In the realm of uniportal endoscopic fusion, Chinese peers have put in great efforts. Wu, et al.  in a conducted a retrospective study compared open TLIF and endoscopic TLIF (Endo-TLIF) for VAS and ODI. They concluded that full-endoscopic TLIF is feasible for the treatment of single-segment lumbar degenerative diseases, and is characterized by less trauma, quick recovery, and low cost.
A meta-analysis  compared Endo-LIF and MIS-TLIF. Based on the evidence generated by their study, there was no significant difference in the clinical efficacy and safety between Endo-LIF and MIS-TLIF for the treatment of lumbar degenerative diseases. Although Endo-LIF had a longer operative time, it had the advantages of lesser tissue trauma and rapid recovery after operation.
At present, Endo-LIF and MIS-TLIF are the mainstream and classic techniques of lumbar endoscopic fusion surgery.
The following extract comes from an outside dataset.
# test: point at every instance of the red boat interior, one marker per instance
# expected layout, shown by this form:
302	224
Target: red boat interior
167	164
However, comparisons between biportal endoscopic lumbar interbody fusion and uniportal endoscopic lumbar interbody fusion have rarely been reported.
In this study, a retrospective analysis was conducted to compare the operative time, complications, VAS, ODI, and radiological outcomes between biportal endoscopic fusion and uniportal endoscopic fusion. There was no significant difference in VAS and ODI between the two procedures. Compared with uniportal endoscopic fusion surgery, biportal endoscopic fusion surgery takes lesser time and has a higher fusion rate. In the author's opinion, this could be mainly attributed to the fact that in the biportal endoscopic technique, 30° endoscopy enables a wider surgical field of vision, greater maneuverability of instruments, and thus a broader, more thorough, and more efficient decompression range. In addition, compared with the uniportal alternative, the cage can be placed and transversely under biportal endoscopic visualization, which makes the placement of the cage more consistent with the mechanical effect. This is perhaps the reason for the higher fusion rate. At the same time, we also believe that biportal endoscopic fusion surgery, which does not rely on specialized instruments but uses traditional open surgical ones, is associated with a better learning curve than the uniportal endoscopic technique.